Louise*, âgée d'environ 80 ans, répond par une lettre à sa fille et lui fait parvenir une photo. "Elle m'a dit - pardon, pardon, je ne pouvais pas faire autrement. Tous les 1ᵉʳˢ octobre, je pensais à vous -", nous rapporte Marie-Laure, encore émue. Puis le jour de Pâques, Marie-Laure reçoit un appel puis un message sur son répondeur. Sa génitrice, qui avait son numéro, la contacte directement. Le vouvoiement des débuts devient un tutoiement, marque d'une réelle complicité en construction. Les deux femmes correspondent ensuite plusieurs fois, dans le secret le plus total du côté de Louise, qui ne souhaite absolument pas que sa famille soit au courant. Elle garde ce lourd secret enfoui en elle depuis 1966. Sa mère biologique lui raconte les circonstances de son abandon. C'est après une courte relation sentimentale avec un homme dont elle n'a plus eu de nouvelles qu'elle se rend compte qu'elle est enceinte. "À l'époque, il n'y avait pas les téléphones", analyse Marie-Laure.

"C'est un cadeau du ciel"

Dans la voix de Marie-Laure, on retrouve beaucoup d'empathie et de bienveillance à l'égard de sa génitrice et des choix qu'elle a faits. "Elle n'a jamais rien laissé transparaître devant ses enfants et son mari. Elle est incroyable, d'une force... Moi, je l'admire", nous dit-elle, rappelant qu'elle s'est cachée pendant sa grossesse, ne pouvant "assumer" à une époque où l'avortement n'est pas autorisé (il sera dépénalisé en 1975 grâce à la loi Veil).

"Pour moi, cela a été un vrai soulagement de la retrouver, mais pour elle, c'est difficile. Elle est encore très remuée. Elle n'arrive même pas à y croire parfois. Elle me dit - Ça me rend malade, pourquoi je t'ai fait ça ? -. Je lui dis que c'est un cadeau du ciel et qu'au moins, on a la chance de se connaître". Au fil des conversations, Marie-Laure assemble le puzzle de son histoire et reconnaît en sa mère biologique des traits de son propre caractère.

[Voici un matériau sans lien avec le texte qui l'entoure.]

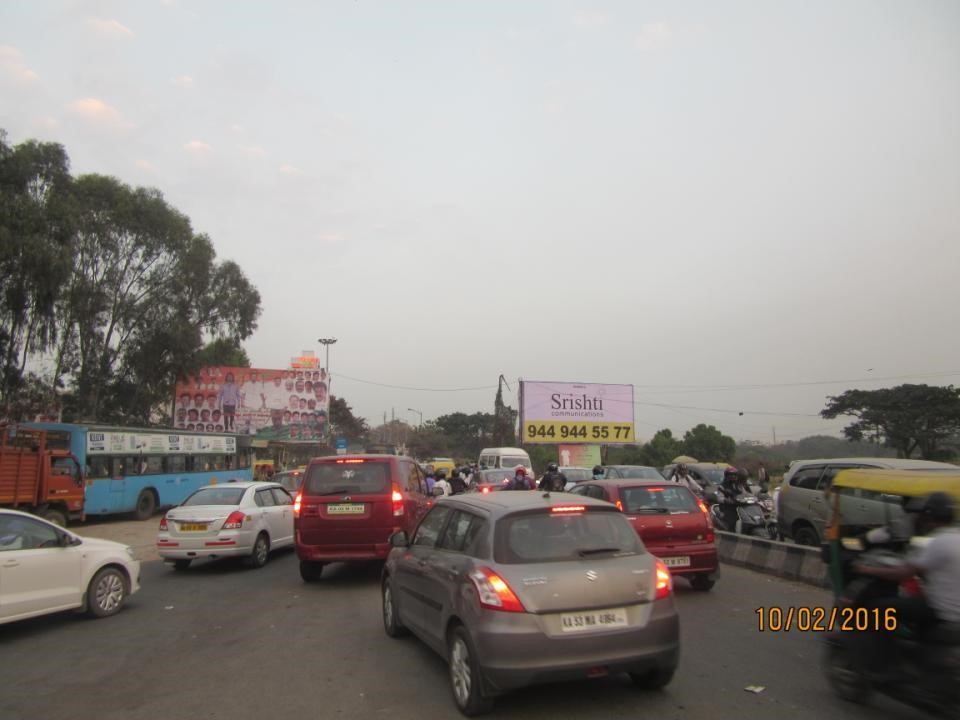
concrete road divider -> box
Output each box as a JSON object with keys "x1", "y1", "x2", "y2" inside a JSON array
[{"x1": 717, "y1": 532, "x2": 830, "y2": 588}]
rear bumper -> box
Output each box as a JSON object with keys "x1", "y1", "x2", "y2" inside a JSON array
[
  {"x1": 473, "y1": 598, "x2": 680, "y2": 693},
  {"x1": 647, "y1": 543, "x2": 720, "y2": 577}
]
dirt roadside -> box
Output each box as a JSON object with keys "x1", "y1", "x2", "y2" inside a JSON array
[{"x1": 67, "y1": 515, "x2": 162, "y2": 562}]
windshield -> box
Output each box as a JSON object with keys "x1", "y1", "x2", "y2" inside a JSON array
[
  {"x1": 617, "y1": 467, "x2": 663, "y2": 480},
  {"x1": 303, "y1": 461, "x2": 390, "y2": 495},
  {"x1": 182, "y1": 487, "x2": 246, "y2": 507},
  {"x1": 620, "y1": 485, "x2": 700, "y2": 514},
  {"x1": 496, "y1": 510, "x2": 644, "y2": 564}
]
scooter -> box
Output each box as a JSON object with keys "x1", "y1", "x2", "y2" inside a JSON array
[
  {"x1": 710, "y1": 492, "x2": 776, "y2": 539},
  {"x1": 824, "y1": 548, "x2": 960, "y2": 720}
]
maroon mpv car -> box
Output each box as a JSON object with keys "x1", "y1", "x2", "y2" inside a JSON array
[
  {"x1": 293, "y1": 455, "x2": 433, "y2": 582},
  {"x1": 570, "y1": 479, "x2": 720, "y2": 590}
]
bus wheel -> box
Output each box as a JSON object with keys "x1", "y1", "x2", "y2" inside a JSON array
[
  {"x1": 133, "y1": 490, "x2": 157, "y2": 520},
  {"x1": 40, "y1": 508, "x2": 67, "y2": 527}
]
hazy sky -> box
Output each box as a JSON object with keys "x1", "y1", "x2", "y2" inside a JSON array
[{"x1": 0, "y1": 0, "x2": 960, "y2": 441}]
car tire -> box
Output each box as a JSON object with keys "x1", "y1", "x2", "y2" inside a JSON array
[
  {"x1": 40, "y1": 508, "x2": 67, "y2": 527},
  {"x1": 87, "y1": 567, "x2": 129, "y2": 618},
  {"x1": 133, "y1": 490, "x2": 157, "y2": 520},
  {"x1": 447, "y1": 625, "x2": 493, "y2": 717},
  {"x1": 380, "y1": 577, "x2": 410, "y2": 638},
  {"x1": 247, "y1": 532, "x2": 270, "y2": 568},
  {"x1": 793, "y1": 525, "x2": 820, "y2": 547},
  {"x1": 630, "y1": 668, "x2": 676, "y2": 690},
  {"x1": 690, "y1": 574, "x2": 717, "y2": 592},
  {"x1": 300, "y1": 560, "x2": 323, "y2": 582}
]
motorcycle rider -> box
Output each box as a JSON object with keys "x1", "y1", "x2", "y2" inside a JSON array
[
  {"x1": 670, "y1": 463, "x2": 703, "y2": 497},
  {"x1": 853, "y1": 492, "x2": 960, "y2": 682},
  {"x1": 718, "y1": 466, "x2": 741, "y2": 532},
  {"x1": 540, "y1": 463, "x2": 567, "y2": 492}
]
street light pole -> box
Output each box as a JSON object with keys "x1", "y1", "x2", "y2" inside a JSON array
[{"x1": 317, "y1": 338, "x2": 337, "y2": 380}]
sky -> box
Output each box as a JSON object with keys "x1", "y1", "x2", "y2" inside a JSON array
[{"x1": 0, "y1": 0, "x2": 960, "y2": 443}]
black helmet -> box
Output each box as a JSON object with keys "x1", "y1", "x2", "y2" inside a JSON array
[{"x1": 923, "y1": 492, "x2": 956, "y2": 523}]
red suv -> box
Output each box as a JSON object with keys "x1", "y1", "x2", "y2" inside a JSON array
[
  {"x1": 293, "y1": 455, "x2": 433, "y2": 582},
  {"x1": 570, "y1": 479, "x2": 720, "y2": 590}
]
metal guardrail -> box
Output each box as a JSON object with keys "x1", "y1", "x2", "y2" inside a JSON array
[{"x1": 717, "y1": 532, "x2": 830, "y2": 588}]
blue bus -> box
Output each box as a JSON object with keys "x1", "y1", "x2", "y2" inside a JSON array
[{"x1": 22, "y1": 423, "x2": 253, "y2": 520}]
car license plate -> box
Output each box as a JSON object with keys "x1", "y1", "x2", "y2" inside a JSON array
[
  {"x1": 327, "y1": 503, "x2": 364, "y2": 515},
  {"x1": 560, "y1": 608, "x2": 627, "y2": 632}
]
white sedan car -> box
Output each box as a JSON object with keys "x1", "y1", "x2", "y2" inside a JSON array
[
  {"x1": 0, "y1": 510, "x2": 140, "y2": 624},
  {"x1": 157, "y1": 482, "x2": 293, "y2": 570}
]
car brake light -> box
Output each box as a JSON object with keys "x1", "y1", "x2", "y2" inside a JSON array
[
  {"x1": 469, "y1": 567, "x2": 526, "y2": 612},
  {"x1": 390, "y1": 483, "x2": 403, "y2": 517},
  {"x1": 220, "y1": 510, "x2": 246, "y2": 530},
  {"x1": 654, "y1": 560, "x2": 673, "y2": 600}
]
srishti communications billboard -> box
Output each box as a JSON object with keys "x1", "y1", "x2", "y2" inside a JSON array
[
  {"x1": 173, "y1": 366, "x2": 330, "y2": 442},
  {"x1": 520, "y1": 380, "x2": 636, "y2": 445}
]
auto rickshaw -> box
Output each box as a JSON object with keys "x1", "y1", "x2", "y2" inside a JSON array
[{"x1": 820, "y1": 468, "x2": 960, "y2": 719}]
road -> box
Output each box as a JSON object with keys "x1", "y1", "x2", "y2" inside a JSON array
[{"x1": 0, "y1": 551, "x2": 915, "y2": 720}]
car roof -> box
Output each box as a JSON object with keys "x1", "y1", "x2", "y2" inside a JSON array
[{"x1": 436, "y1": 490, "x2": 613, "y2": 517}]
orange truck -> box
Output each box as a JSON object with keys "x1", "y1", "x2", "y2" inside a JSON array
[{"x1": 0, "y1": 425, "x2": 84, "y2": 526}]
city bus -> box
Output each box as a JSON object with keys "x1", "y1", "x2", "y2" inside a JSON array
[{"x1": 22, "y1": 422, "x2": 253, "y2": 520}]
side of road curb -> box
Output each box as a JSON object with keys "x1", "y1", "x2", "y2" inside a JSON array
[{"x1": 717, "y1": 532, "x2": 830, "y2": 588}]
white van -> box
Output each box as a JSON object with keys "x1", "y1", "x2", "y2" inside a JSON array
[{"x1": 478, "y1": 448, "x2": 535, "y2": 477}]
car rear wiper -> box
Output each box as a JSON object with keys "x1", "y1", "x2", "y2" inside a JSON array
[{"x1": 577, "y1": 548, "x2": 620, "y2": 557}]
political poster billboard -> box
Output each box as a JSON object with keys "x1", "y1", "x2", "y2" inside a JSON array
[
  {"x1": 520, "y1": 380, "x2": 636, "y2": 445},
  {"x1": 173, "y1": 366, "x2": 330, "y2": 442}
]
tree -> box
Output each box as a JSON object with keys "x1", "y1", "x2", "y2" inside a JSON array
[
  {"x1": 683, "y1": 423, "x2": 737, "y2": 462},
  {"x1": 820, "y1": 385, "x2": 960, "y2": 459},
  {"x1": 330, "y1": 395, "x2": 370, "y2": 442},
  {"x1": 0, "y1": 130, "x2": 72, "y2": 411}
]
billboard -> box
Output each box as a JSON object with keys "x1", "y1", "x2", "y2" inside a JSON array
[
  {"x1": 173, "y1": 366, "x2": 330, "y2": 442},
  {"x1": 520, "y1": 380, "x2": 636, "y2": 445}
]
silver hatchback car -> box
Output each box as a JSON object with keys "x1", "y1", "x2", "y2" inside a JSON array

Quelques mois plus tard, arrive l'été. Marie-Laure rend visite à son frère à Besançon et propose à sa mère une rencontre. Elle répond oui tout de suite. "On s'est vue quatre fois. On avait prévu de se rencontrer les deux, avec ma bonne fée. Quand je l'ai vue, elle était en panique, mais alors moi, je n'étais pas mieux, nous rapporte-t-elle. Je suis arrivée et elle m'a prise dans ses bras. Les larmes ont coulé bien sûr."

Pour moi, c'est l'aboutissement de 56 ans. On est allées en ville, elle m'a prise par le bras. C'est incroyable. C'est très très étrange, j'ai l'impression de la connaître.

Marie-Laure

Marie-Laure envoie des photos à ses enfants et retrouve dans le physique de sa mère biologique des particularités qu'elle porte également. "C'est troublant. Elle est physiquement toute menue comme moi, et le bas du visage aussi, pareil. Elle m'a demandée comment j'avais vécu. J'ai ressenti un truc dans mon corps... Comme si un poids était parti. J'ai retrouvé le sourire". Louise* et sa fille s'appellent toutes les semaines. La Bretonne espère pouvoir un jour rencontrer les enfants de sa mère biologique, mais elle "respecte son choix". "Si on doit vivre cachées, on vivra cachées. C'est notre histoire à toutes les deux".

"Il faut que les enfants -X- s'accrochent"

Par son témoignage, Marie-Laure souhaite transmettre un message d'espoir à tous les enfants qui ne connaissent pas leurs parents biologiques et qui souhaitent recoller les morceaux de leur passé. "Il faut que les enfants -X- s'accrochent. Moi, dans mon dossier, je partais mal. C'était marqué - catégorie trouvée -. L'ouverture des dossiers, les droits des enfants... Il faudrait revoir tout ça. Il faudrait un peu plus de bienveillance. Les décideurs ne vivent pas dans la peau des gens qui vivent torturés toute leur vie", témoigne-t-elle.

En France, chaque année, près de 600 bébés naissent sous X, aussi appelé "sous le secret". De nos jours, une femme qui accouche dans ces conditions peut lever le secret de son identité, à tout moment, au cours de sa vie. Pour les enfants, les choses sont désormais plus encadrées que par le passé. Ils peuvent faire une demande au Conseil national pour l'accès aux origines personnelles (CNAOP) et recevoir des informations, si et seulement si leurs parents biologiques sont d'accord pour que le secret soit levé ou s'ils sont décédés. Pour les autres, il reste l'espoir de rencontrer une "bonne fée", comme celle de Marie-Laure.

*Le prénom a été modifié pour garantir l'anonymat.